Role of nucleotide binding oligomerization domain-like receptor protein 3 inflammasome in stress-induced gastric injury.

Abstract

The inflammasomes promote pro-caspase-1 cleavage, leading to processing of pro-interleukin (IL)-1β into its mature form. We investigated the role of the IL-1β and nucleotide binding oligomerization domain-like receptor protein 3 (NLRP3) inflammasome in gastric injury in mice receiving water-immersion restraint stress (WIRS), focusing on the cyclooxygenase (COX)-2/prostaglandin (PG) E2 axis. To induce gastric injury, the mice were placed in a restraint cage and immersed in the water bath to the level of the xiphoid process.
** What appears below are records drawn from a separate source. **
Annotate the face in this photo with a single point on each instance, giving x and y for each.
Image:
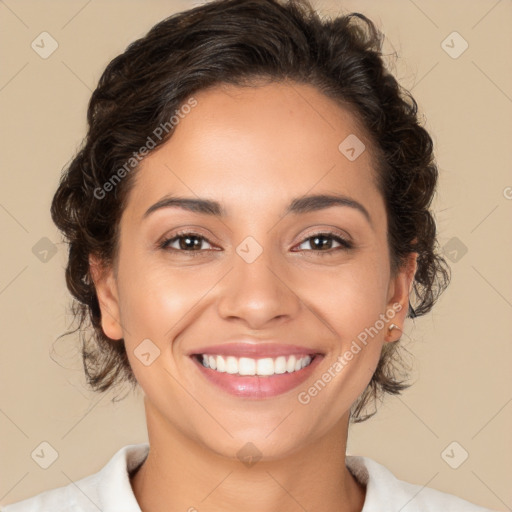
(270, 282)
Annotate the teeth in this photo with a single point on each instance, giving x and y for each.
(248, 366)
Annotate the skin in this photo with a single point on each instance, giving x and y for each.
(253, 150)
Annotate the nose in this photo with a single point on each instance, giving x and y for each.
(258, 293)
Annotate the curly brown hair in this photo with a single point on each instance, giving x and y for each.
(241, 42)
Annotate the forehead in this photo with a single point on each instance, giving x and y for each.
(242, 144)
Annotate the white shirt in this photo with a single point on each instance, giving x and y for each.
(109, 490)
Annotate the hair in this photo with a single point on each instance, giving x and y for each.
(242, 42)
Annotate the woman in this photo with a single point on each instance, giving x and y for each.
(247, 219)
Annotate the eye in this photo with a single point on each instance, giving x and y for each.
(322, 242)
(185, 241)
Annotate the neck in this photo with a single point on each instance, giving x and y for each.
(180, 474)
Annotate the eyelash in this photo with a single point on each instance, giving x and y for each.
(345, 244)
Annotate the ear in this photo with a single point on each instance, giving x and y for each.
(398, 294)
(106, 291)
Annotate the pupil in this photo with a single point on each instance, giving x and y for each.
(325, 239)
(185, 240)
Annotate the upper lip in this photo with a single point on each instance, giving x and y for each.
(252, 349)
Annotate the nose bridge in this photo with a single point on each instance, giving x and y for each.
(255, 291)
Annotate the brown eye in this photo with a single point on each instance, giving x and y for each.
(323, 242)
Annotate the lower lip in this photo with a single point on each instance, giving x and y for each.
(257, 387)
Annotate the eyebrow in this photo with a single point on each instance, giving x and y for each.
(299, 205)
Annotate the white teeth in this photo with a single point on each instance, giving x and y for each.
(265, 366)
(262, 367)
(246, 366)
(231, 365)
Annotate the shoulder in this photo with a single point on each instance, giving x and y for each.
(384, 489)
(107, 490)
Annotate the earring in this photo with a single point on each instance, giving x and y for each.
(390, 328)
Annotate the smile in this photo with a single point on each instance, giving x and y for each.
(256, 379)
(262, 367)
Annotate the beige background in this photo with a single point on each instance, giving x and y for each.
(462, 350)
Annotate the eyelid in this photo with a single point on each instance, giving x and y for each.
(345, 242)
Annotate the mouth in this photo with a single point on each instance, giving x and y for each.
(258, 377)
(262, 367)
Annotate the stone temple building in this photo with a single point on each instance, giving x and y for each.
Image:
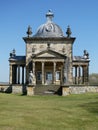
(49, 59)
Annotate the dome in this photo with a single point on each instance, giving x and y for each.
(49, 29)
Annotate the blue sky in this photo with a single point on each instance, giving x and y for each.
(16, 15)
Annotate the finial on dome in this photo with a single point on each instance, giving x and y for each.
(68, 32)
(29, 31)
(49, 15)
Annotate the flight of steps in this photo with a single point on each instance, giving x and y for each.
(47, 90)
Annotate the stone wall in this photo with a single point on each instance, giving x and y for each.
(66, 90)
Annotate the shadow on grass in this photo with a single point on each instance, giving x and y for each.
(91, 107)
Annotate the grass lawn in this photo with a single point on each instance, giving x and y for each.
(73, 112)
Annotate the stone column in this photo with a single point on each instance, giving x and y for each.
(22, 74)
(75, 74)
(34, 68)
(65, 80)
(34, 76)
(86, 73)
(10, 76)
(18, 74)
(79, 74)
(54, 72)
(83, 75)
(43, 73)
(14, 71)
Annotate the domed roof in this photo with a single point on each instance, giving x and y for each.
(49, 29)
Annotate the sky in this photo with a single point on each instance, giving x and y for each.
(17, 15)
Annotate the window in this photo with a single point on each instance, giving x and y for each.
(39, 75)
(58, 75)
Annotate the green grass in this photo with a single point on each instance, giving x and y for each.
(73, 112)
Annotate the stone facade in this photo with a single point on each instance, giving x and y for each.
(49, 57)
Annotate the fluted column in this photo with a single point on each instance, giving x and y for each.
(22, 74)
(18, 74)
(10, 76)
(43, 64)
(54, 72)
(79, 74)
(75, 74)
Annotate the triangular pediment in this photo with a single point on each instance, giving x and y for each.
(49, 54)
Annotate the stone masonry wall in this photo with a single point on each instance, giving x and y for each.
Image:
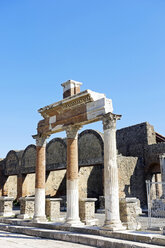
(132, 140)
(136, 144)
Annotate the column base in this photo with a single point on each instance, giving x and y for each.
(24, 216)
(113, 226)
(9, 214)
(72, 222)
(38, 219)
(91, 222)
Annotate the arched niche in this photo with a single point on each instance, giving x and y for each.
(56, 153)
(12, 162)
(29, 158)
(90, 147)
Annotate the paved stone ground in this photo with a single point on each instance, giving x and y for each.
(12, 240)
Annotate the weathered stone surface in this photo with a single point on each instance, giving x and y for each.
(129, 209)
(6, 206)
(53, 208)
(26, 207)
(56, 153)
(87, 211)
(90, 145)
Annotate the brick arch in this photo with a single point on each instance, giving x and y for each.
(153, 168)
(11, 162)
(56, 152)
(29, 157)
(91, 147)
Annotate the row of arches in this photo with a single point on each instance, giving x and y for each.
(90, 144)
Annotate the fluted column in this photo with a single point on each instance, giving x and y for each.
(39, 207)
(162, 168)
(72, 176)
(111, 187)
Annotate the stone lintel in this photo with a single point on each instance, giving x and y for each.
(109, 120)
(54, 199)
(27, 198)
(71, 88)
(40, 139)
(88, 199)
(80, 109)
(6, 198)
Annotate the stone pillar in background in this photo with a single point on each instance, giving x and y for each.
(21, 186)
(39, 205)
(72, 176)
(111, 187)
(4, 186)
(162, 168)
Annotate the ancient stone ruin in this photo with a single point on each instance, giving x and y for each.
(84, 167)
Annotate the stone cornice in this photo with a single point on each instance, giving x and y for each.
(109, 120)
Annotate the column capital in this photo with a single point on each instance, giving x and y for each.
(72, 131)
(40, 140)
(109, 120)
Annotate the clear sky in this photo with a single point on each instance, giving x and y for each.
(116, 47)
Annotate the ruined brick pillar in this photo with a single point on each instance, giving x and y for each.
(21, 186)
(111, 187)
(71, 88)
(162, 168)
(4, 186)
(39, 205)
(72, 176)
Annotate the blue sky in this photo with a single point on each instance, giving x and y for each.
(113, 47)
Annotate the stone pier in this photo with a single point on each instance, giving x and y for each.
(6, 206)
(111, 188)
(39, 205)
(162, 168)
(72, 176)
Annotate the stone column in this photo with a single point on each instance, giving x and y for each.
(111, 188)
(39, 205)
(72, 176)
(162, 168)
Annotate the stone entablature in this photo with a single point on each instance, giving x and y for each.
(82, 108)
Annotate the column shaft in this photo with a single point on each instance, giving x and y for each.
(39, 207)
(72, 177)
(162, 168)
(111, 188)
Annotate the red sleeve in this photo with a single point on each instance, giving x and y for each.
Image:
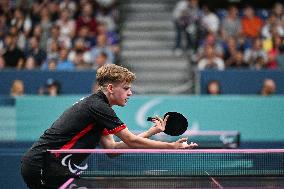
(113, 131)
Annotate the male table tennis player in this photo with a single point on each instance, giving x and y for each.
(89, 122)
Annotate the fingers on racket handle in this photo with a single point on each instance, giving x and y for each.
(150, 118)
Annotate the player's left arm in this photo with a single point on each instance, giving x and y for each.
(107, 141)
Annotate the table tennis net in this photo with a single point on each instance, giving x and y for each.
(169, 163)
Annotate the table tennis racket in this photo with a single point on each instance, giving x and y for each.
(176, 124)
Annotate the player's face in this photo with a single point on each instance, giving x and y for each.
(121, 93)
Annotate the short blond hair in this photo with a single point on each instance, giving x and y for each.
(113, 74)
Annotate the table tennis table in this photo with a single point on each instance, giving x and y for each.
(201, 168)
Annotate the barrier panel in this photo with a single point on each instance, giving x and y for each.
(241, 81)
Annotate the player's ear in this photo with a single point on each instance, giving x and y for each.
(110, 88)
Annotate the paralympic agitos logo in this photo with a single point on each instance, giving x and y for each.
(73, 168)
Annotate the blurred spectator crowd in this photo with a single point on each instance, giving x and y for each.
(234, 37)
(58, 34)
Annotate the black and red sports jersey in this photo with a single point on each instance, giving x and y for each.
(79, 127)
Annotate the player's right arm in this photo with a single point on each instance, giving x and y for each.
(134, 141)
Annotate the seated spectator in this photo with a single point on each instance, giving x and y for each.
(13, 56)
(230, 47)
(236, 61)
(278, 11)
(274, 52)
(210, 40)
(30, 63)
(272, 24)
(251, 24)
(211, 60)
(87, 19)
(102, 47)
(63, 63)
(80, 55)
(51, 88)
(100, 60)
(52, 51)
(112, 37)
(210, 22)
(36, 52)
(85, 35)
(186, 17)
(213, 88)
(280, 58)
(255, 54)
(17, 88)
(66, 26)
(2, 63)
(268, 87)
(231, 24)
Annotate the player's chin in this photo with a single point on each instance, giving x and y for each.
(122, 103)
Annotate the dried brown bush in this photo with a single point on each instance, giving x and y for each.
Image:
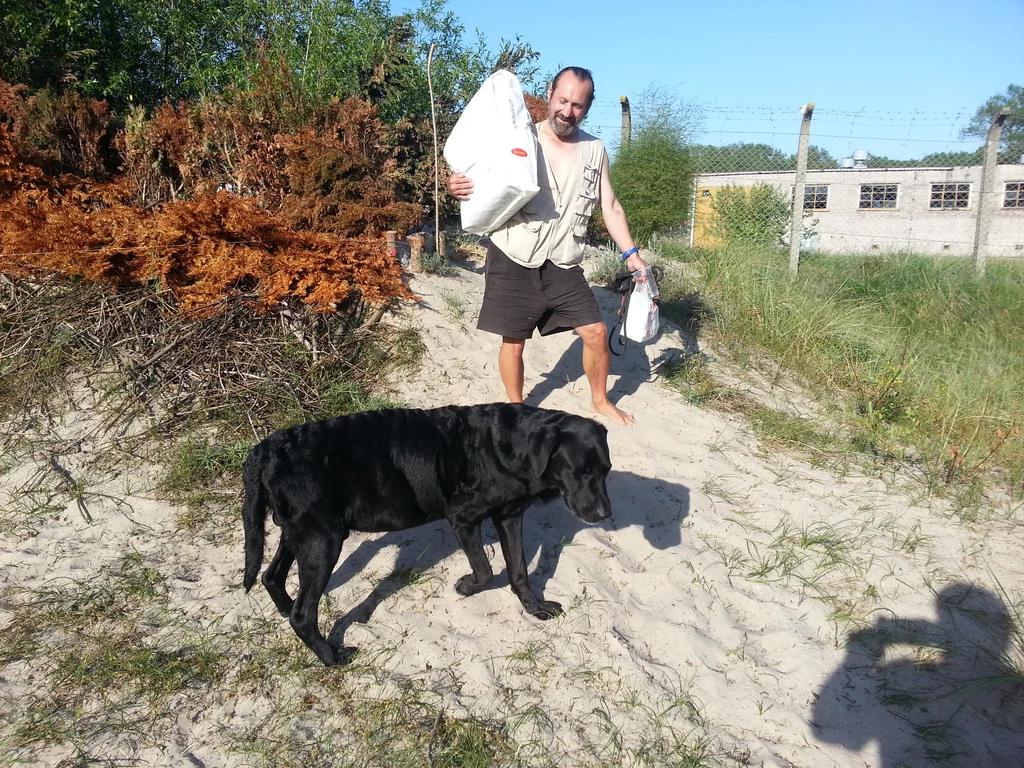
(304, 217)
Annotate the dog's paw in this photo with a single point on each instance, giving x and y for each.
(468, 585)
(547, 609)
(340, 655)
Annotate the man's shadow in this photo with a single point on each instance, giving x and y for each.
(655, 506)
(946, 692)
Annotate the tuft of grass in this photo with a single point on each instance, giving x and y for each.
(921, 350)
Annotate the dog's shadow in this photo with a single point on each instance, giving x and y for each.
(656, 507)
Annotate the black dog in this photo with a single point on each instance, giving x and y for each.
(388, 470)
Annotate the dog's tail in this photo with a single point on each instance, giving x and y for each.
(253, 515)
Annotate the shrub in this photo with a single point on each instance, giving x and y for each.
(653, 173)
(757, 215)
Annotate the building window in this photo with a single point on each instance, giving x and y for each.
(878, 196)
(1015, 195)
(816, 198)
(949, 197)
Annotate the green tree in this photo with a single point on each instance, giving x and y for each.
(653, 173)
(757, 215)
(1012, 140)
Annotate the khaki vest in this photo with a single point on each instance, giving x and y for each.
(553, 224)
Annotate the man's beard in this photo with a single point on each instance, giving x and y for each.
(562, 127)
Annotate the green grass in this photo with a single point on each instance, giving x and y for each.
(922, 352)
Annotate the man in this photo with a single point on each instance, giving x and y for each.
(534, 279)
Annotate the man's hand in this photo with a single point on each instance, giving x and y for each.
(460, 185)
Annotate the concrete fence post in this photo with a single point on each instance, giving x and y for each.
(627, 122)
(797, 223)
(988, 200)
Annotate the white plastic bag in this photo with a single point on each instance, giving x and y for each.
(493, 144)
(642, 321)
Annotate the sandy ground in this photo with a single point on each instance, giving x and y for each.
(729, 578)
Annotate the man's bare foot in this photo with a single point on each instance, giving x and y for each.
(606, 409)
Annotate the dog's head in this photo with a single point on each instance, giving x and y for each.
(579, 465)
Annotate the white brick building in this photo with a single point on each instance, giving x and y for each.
(864, 210)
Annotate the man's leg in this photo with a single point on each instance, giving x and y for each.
(510, 367)
(596, 360)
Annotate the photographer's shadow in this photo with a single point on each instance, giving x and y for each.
(655, 506)
(948, 692)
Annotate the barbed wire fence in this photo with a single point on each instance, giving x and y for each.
(870, 181)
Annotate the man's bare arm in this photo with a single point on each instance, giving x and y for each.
(614, 219)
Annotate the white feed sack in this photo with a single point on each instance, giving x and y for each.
(493, 143)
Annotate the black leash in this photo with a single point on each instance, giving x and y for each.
(624, 284)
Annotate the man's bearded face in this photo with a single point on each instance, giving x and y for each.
(567, 104)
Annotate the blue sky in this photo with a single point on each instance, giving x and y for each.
(898, 78)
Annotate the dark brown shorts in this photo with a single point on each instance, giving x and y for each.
(517, 299)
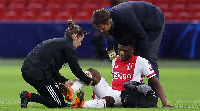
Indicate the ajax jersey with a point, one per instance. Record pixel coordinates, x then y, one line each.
135 68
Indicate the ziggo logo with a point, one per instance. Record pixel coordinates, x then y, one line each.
118 75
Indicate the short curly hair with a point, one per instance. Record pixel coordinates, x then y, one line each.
99 17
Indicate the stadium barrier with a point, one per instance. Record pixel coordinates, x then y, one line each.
180 40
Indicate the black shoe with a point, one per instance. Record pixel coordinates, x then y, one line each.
24 99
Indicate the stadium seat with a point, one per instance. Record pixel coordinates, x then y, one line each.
27 16
151 1
196 17
83 15
73 8
168 16
56 2
53 8
179 2
3 2
10 16
19 1
163 7
177 8
46 16
193 1
63 16
42 2
73 1
2 10
18 8
92 1
162 2
89 8
36 8
193 8
183 17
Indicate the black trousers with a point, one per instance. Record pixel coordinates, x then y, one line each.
49 94
154 45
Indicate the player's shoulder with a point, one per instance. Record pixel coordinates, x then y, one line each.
141 60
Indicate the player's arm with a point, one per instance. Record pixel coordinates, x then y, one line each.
148 71
159 90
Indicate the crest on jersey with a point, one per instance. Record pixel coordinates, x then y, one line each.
129 66
112 54
151 69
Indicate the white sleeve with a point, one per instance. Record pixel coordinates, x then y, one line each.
146 68
113 62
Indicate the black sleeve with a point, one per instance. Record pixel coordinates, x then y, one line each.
59 78
74 66
131 21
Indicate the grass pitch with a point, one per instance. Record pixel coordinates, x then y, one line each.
179 78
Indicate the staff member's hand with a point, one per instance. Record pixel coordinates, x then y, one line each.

Protein levels of mature caspase-1 and IL-1β were assessed by western blotting. Water-immersion restraint stress induced gastric injury with increase in IL-1β expression by activation of NLRP3 inflammasome. Exogenous IL-1β attenuated the injury, whereas anti-IL-1β neutralizing antibody and IL-1β receptor antibody aggravated it. NLRP3-/- and caspase-1-/- mice enhanced the injury with reducing of mature IL-1β, and this aggravation was reduced by exogenous IL-1β supplementation. Toll-like receptor 4-/- mice were hyporesponsive to WIRS in terms of mature IL-1β production. Rabeprazole attenuated the injury with preventing inflammasome activation. WIRS injured the stomach with promotion of COX-2 mRNA and PGE2 production, and exogenous IL-1β enhanced these molecules, while IL-1β immunoneutralization exerted opposite effect. PGE2 supplementation abolished the hypersensitivity in NLRP3-/- and caspase-1-/- mice through negative regulation of inflammatory cytokines. These results suggest that NLRP3 inflammasome-derived IL-1β plays a protective role in stress-induced gastric injury via activation of the COX-2/PGE2 axis. Toll-like receptor 4 signaling and gastric acid may be involved in NLRP3 inflammasome activation.